I’m glad she pointed it out though because it means the story was written during a time when Alcatraz was closed and hadn’t yet become the tourist attraction it is today. Like I said, I knew that but it didn’t really click or sink into my head that Alcatraz in the 60s had to be different than Alcatraz today.
See, I visited Alcatraz in 1998 and I recall feeling similar to Didion in regards to the beauty of the island but not so much in regards to the feeling of being isolated mostly because there were a ton of tourists there with me at the time of my visit. Hell, there was even a gift shop. It’s hard to make a place with a gift shop feel like an actual prison (though my husband would argue otherwise). Also, the place had been renovated for tourists so it wasn’t as abandoned looking as Didion had described.
The point I’m trying to make really has nothing to do with Alcatraz itself or even with Didion’s story about Alcatraz. It has more to do with the fact that in reading her essay, though I was reading her words I was picturing the place as it was when I visited in the late 90s and in the condition it was in when I visited it, rather than the condition she saw and described it. I think my own familiarity and memories of the setting interfered with my reading and absorbing some of Didion’s details, if that makes sense.
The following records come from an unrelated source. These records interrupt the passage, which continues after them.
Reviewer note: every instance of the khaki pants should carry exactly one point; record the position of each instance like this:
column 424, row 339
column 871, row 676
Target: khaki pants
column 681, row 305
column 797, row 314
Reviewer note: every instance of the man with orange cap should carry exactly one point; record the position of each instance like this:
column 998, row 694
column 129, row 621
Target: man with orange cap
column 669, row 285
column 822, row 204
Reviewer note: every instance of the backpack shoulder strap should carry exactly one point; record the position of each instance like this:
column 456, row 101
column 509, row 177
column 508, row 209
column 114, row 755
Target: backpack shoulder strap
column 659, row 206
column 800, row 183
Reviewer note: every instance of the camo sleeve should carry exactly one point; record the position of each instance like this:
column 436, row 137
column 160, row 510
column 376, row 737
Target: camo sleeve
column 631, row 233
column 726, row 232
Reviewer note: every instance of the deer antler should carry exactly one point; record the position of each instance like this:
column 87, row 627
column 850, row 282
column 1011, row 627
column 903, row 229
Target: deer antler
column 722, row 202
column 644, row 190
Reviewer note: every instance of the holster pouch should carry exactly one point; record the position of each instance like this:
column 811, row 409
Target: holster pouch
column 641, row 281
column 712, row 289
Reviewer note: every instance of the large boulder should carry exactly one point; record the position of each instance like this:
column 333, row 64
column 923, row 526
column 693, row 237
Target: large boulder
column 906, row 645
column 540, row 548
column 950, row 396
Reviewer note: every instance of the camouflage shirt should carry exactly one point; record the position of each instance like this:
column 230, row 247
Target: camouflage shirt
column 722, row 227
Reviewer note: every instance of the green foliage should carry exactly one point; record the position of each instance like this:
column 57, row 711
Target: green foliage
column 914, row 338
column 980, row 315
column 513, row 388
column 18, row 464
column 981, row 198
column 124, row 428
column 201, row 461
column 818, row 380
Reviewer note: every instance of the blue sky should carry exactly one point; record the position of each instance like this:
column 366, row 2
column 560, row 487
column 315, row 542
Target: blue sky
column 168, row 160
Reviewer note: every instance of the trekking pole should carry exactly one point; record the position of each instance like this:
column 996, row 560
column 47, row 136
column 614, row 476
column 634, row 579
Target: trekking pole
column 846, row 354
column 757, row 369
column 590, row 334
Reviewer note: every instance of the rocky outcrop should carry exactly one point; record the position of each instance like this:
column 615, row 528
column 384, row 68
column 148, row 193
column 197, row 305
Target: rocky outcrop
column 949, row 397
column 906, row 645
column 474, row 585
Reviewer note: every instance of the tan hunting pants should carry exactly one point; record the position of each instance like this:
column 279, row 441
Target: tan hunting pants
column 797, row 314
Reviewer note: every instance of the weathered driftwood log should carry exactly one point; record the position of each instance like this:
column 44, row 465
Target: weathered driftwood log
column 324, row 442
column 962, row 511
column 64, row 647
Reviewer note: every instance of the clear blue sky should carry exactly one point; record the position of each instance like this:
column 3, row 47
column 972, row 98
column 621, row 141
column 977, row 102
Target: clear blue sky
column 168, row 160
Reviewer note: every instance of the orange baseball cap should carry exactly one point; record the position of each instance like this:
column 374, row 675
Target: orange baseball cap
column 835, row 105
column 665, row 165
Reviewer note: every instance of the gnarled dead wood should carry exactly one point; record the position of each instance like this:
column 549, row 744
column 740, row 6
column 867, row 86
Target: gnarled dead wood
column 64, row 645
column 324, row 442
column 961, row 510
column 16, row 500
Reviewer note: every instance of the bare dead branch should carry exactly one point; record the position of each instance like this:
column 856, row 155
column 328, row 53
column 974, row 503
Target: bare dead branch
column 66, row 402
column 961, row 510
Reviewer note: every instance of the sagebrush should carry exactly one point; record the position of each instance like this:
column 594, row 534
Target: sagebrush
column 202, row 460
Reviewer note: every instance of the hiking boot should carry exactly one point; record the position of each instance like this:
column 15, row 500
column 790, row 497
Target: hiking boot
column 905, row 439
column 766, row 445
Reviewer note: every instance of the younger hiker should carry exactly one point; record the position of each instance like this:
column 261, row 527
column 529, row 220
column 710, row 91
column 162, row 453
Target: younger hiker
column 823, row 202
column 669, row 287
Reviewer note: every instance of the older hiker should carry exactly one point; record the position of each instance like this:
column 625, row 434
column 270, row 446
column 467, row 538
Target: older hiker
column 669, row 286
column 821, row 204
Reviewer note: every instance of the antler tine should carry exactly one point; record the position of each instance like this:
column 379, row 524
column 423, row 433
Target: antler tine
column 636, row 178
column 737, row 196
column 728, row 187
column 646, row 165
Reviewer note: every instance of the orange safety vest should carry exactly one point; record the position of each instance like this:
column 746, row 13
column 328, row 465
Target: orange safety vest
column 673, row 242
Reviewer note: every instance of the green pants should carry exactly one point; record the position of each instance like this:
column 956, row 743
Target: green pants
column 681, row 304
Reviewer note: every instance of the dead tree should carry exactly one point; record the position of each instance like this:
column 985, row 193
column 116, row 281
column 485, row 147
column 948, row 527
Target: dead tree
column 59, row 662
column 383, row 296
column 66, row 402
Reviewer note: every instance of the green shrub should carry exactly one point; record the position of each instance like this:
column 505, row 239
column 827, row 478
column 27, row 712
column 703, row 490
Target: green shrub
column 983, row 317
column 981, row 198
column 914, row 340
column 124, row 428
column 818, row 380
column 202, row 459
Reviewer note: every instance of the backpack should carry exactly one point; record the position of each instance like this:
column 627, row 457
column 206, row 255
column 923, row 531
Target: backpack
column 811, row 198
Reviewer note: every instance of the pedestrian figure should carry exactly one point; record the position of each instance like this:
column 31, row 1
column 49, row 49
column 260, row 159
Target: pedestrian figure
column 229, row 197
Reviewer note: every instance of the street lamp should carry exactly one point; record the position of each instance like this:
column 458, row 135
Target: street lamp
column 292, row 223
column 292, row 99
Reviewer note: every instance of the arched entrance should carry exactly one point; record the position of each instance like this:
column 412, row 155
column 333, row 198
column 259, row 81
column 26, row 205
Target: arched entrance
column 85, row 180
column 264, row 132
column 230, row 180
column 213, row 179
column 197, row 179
It’s like I was reading the story but my imagination was moving away from the story and into itself and my own perceptions and thoughts.
Since a similar thing happened to me with some of the other essays we’ve covered in this Creative Nonfiction course, including Absences by James Conaway and Mrs. Kelly’s Monster by Jon Franklin (both of which were similar to experiences and relationships I’ve had in my life), I can’t help but wonder if this is a natural thing that happens when we read. Looking back, I wonder how often my own imagination or my own memories and experiences, both positive and negative, have interfered with the intentions of the writer.
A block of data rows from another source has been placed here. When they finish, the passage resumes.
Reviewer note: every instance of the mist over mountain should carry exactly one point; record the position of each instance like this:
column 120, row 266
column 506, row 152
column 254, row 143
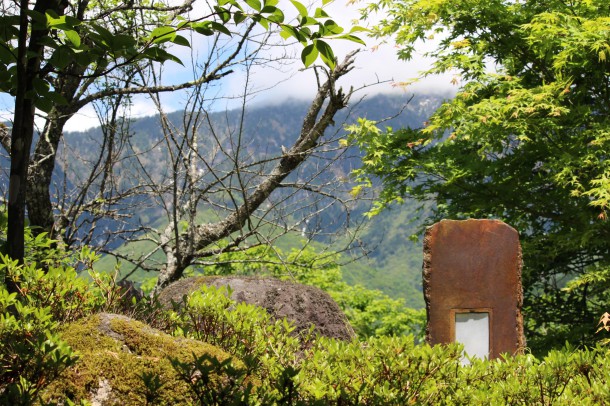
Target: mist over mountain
column 394, row 263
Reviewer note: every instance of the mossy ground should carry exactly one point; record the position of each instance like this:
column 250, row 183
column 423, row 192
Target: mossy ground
column 120, row 351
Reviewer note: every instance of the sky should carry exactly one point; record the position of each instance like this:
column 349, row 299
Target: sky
column 375, row 63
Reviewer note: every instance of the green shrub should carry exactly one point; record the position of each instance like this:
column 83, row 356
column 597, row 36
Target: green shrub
column 31, row 352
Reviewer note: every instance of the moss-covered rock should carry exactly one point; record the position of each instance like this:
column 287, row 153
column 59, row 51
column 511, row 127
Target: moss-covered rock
column 116, row 352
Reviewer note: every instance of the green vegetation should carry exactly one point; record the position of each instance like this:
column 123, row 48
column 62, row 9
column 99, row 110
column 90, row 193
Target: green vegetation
column 525, row 140
column 250, row 359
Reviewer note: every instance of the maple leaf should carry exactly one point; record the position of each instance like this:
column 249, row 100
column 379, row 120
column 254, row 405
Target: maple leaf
column 605, row 322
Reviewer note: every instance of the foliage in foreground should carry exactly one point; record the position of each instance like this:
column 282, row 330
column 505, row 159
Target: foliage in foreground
column 525, row 140
column 269, row 364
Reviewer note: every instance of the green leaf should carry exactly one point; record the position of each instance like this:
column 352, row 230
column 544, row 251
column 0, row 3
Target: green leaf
column 221, row 28
column 352, row 38
column 332, row 28
column 203, row 28
column 289, row 31
column 255, row 4
column 319, row 13
column 62, row 57
column 276, row 17
column 224, row 14
column 160, row 55
column 57, row 98
column 300, row 8
column 7, row 55
column 326, row 53
column 73, row 37
column 163, row 34
column 238, row 17
column 180, row 40
column 309, row 55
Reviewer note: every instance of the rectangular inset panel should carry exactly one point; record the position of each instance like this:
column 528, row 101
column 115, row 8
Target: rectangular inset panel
column 472, row 330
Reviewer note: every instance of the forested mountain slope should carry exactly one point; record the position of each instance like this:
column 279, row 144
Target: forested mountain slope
column 393, row 264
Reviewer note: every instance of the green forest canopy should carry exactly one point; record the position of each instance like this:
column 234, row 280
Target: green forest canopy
column 525, row 140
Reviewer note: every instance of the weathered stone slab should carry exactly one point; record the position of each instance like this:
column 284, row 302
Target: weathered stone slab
column 474, row 266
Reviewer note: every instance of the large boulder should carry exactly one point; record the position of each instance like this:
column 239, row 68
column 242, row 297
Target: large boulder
column 301, row 304
column 115, row 353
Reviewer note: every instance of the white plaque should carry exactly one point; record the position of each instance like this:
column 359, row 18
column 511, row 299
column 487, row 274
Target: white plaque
column 472, row 330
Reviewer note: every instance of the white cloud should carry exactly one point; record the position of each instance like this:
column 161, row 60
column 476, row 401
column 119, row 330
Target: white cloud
column 375, row 63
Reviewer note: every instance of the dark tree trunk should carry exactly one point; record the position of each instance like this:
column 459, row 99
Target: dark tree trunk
column 28, row 69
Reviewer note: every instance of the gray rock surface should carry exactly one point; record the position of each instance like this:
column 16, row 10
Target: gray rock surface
column 301, row 304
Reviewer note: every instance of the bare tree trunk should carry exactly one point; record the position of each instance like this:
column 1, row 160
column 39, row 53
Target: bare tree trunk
column 28, row 69
column 182, row 248
column 40, row 173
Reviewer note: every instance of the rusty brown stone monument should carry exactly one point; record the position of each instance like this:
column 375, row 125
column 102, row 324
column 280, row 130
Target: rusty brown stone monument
column 472, row 286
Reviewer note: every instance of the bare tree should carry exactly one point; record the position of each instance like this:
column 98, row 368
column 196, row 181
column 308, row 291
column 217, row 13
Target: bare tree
column 63, row 62
column 219, row 193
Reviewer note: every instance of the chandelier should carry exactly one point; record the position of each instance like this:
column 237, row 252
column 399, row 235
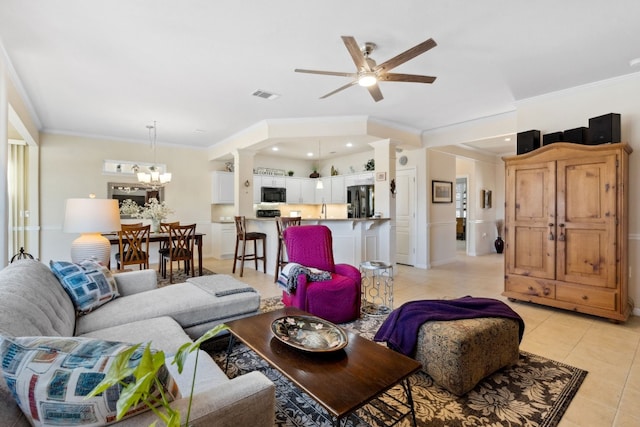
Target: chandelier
column 154, row 178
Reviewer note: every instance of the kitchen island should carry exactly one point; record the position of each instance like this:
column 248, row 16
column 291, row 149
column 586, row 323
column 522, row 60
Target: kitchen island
column 354, row 239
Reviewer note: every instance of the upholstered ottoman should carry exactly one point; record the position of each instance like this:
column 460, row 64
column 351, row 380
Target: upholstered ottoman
column 457, row 354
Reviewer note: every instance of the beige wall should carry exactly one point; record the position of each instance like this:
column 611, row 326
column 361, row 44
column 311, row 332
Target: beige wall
column 72, row 167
Is it possible to read 100% objectively when we already feel connected? I guess in a way it goes back to the idea that we tend to enjoy stories which we can relate to more than those we don’t. Do you think, as readers, our relating to a story, a particular writer, the setting, situation or characters can perhaps play a significant role or even interfere with the story itself? Or more importantly, how we read and digest the story and its author’s messages? I know I’m rambling here but I can’t help but wonder how often our imaginations wander off and we see a story, or parts of a story, which aren’t necessarily there.
I think about my closest friendships and smile as I think how often we finish a friend’s thoughts and/or sentences. Usually we are right, too, because we know these people so well that it’s easy to guess what they’d say or do in a particular situation or moment. But how often are we wrong? How often do we put incorrect words in someone else’s mouth or draw the wrong conclusions?
And, more on topic, how often when we’re reading do we see people, places and things which aren’t necessarily there? Have you ever read a story and pictured the main character as, say, a blond with blue eyes then came to discover s/he was actually a brunette? There are times this happens to me and my mind simply refuses to see the brunette no matter how clearly the author’s descriptions may be!
Maybe I’m just that stubborn but even after going back and reading Rock of Ages a second time, with all of this in mind, I tried my best to focus but still ended up picturing the tourist attraction I visited in 1998.